GF-EGF ranks number 2 in the nation for binge drinking, only trailing the San Antonio area. :beer:

http://www.grandforks.com/mld/grandfork ... 364220.htm

No other ND city even makes the list. Fargo, Bismarck, Minot...you all say you know how to party, but now we all know the truth. 8)


----------



## dblkluk (Oct 3, 2002)

Yeah, GF will drop out of the top 50 after you, PJ and Blackfoot leave!


----------



## nodakoutdoors.com (Feb 27, 2002)

dblkluk said:


> Yeah, GF will drop out of the top 50 after you, PJ and Blackfoot leave!


 :rollin:


----------



## Matt Jones (Mar 6, 2002)

Yeah, that might be true! 

I think it's hilarious what their standard for binge drinking was, drinking 5 or more drinks in one sitting within the past 30 days. I sincerely hope that there will NEVER be a period of 30 days that I don't sit down and have at least 5 beers at one time. :eyeroll:


----------



## Brad Anderson (Apr 1, 2002)

You guys are hard core!


----------



## Decoyer (Mar 2, 2002)

5 Beers???? I call that a decent start.


----------



## joespiek (Nov 25, 2003)

Decoyer said:


> 5 Beers???? I call that a decent start.


I call it breakfast.

Don't forget kiddies "The breakfast drink is the most important drink of the day."


----------



## Madison (Mar 1, 2002)

5 beers????

I got 5 in the lunch box..


----------



## bigblackfoot (Mar 12, 2003)

5 just lets my liver know it has to keep working.  I think they better take another look at their classifications on "Binge" drinking.


----------



## redfishman (Apr 3, 2004)

Darn- New Orleans is out of the Running??? I 've always liked a challenge--What 'ya drinkin'?? :beer:

Here is a little live action from a Bourbon Street Cam 
in the French Quarter. 
http://www.nola.com/bourbocam/classic/


----------



## nodakoutdoors.com (Feb 27, 2002)

Do you know what street and avenue the camera is on? I'm trying to remember where that is...


----------



## win4win (Sep 8, 2003)

Looks like Burbon and Toulouse to me....but alot of those corners look the same especially after drinking a couple very large hurricanes.

:beer: uke:


----------



## Blake Hermel (Sep 10, 2002)

I wonder why GF/EGF have a problem?

Maybe because there is nothing to do in this god forsaken tundra except DRINK AND HUNT!


----------



## redfishman (Apr 3, 2004)

Chris Hustad said:


> Do you know what street and avenue the camera is on? I'm trying to remember where that is...
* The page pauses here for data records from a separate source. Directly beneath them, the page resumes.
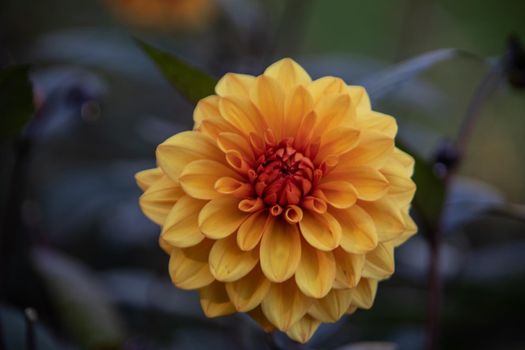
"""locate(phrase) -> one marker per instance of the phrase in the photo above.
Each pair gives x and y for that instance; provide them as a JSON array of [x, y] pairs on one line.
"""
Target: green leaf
[[430, 194], [381, 83], [16, 100], [189, 81]]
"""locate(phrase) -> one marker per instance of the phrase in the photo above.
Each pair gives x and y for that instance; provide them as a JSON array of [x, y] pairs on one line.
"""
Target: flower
[[286, 201], [164, 14]]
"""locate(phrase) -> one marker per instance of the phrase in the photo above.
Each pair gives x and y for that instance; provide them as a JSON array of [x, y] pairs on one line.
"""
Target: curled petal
[[280, 250], [220, 217], [181, 228], [180, 150], [332, 307], [251, 230], [321, 231], [316, 272], [188, 267], [248, 292], [284, 304], [199, 177], [228, 263], [215, 301], [303, 329], [146, 178], [288, 74], [364, 294]]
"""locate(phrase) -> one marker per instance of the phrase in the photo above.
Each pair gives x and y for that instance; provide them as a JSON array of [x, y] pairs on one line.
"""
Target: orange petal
[[359, 233], [215, 301], [303, 329], [332, 307], [288, 74], [228, 263], [316, 272], [188, 267], [322, 231], [349, 268], [146, 178], [251, 230], [364, 294], [182, 228], [280, 250], [284, 304], [220, 217], [198, 178], [380, 262], [159, 199], [180, 150], [248, 292]]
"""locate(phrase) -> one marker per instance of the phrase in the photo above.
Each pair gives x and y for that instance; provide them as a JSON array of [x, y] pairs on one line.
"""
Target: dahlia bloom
[[285, 202], [164, 14]]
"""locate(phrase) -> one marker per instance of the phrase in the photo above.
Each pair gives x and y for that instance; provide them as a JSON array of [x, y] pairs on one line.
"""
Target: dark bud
[[446, 158], [515, 62]]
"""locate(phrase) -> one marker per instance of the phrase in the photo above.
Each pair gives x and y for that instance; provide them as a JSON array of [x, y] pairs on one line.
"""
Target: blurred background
[[76, 248]]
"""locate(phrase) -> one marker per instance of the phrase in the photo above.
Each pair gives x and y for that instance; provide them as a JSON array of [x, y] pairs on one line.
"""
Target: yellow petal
[[378, 122], [316, 272], [349, 268], [387, 217], [288, 73], [280, 250], [234, 84], [380, 262], [339, 194], [369, 183], [228, 263], [322, 231], [303, 329], [248, 292], [267, 95], [358, 230], [324, 86], [215, 301], [258, 316], [250, 232], [285, 304], [198, 178], [206, 109], [159, 199], [220, 217], [332, 307], [179, 150], [242, 114], [373, 150], [364, 294], [146, 178], [297, 105], [188, 267], [181, 228], [337, 142]]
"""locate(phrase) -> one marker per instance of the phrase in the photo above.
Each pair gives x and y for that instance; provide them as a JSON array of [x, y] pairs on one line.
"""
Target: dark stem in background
[[487, 86]]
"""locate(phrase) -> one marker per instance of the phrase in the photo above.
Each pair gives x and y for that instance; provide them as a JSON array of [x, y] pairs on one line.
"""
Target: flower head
[[286, 201], [164, 14]]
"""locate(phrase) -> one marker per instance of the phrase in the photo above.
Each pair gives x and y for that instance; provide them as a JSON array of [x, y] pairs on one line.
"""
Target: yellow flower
[[286, 201], [164, 14]]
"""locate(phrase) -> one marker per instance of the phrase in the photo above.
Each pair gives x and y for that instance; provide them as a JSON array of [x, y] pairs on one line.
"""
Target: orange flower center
[[283, 175]]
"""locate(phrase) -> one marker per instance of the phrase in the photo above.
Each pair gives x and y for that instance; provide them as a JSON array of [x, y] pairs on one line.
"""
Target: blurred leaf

This particular cam is on the corner of Bourbon and St Peter underneath
the balcony of the The Cat's Meow directed toward the River.

There won't be alot geauxing on until After Easter-


----------



## njsimonson (Sep 24, 2002)

GF would have been number one had the group surveying talked to a few law students!

Order in the Court - I'll have a double on the rocks.

(seriously, I'm kidding  )


----------



## win4win (Sep 8, 2003)

Damn missed it by a block!


----------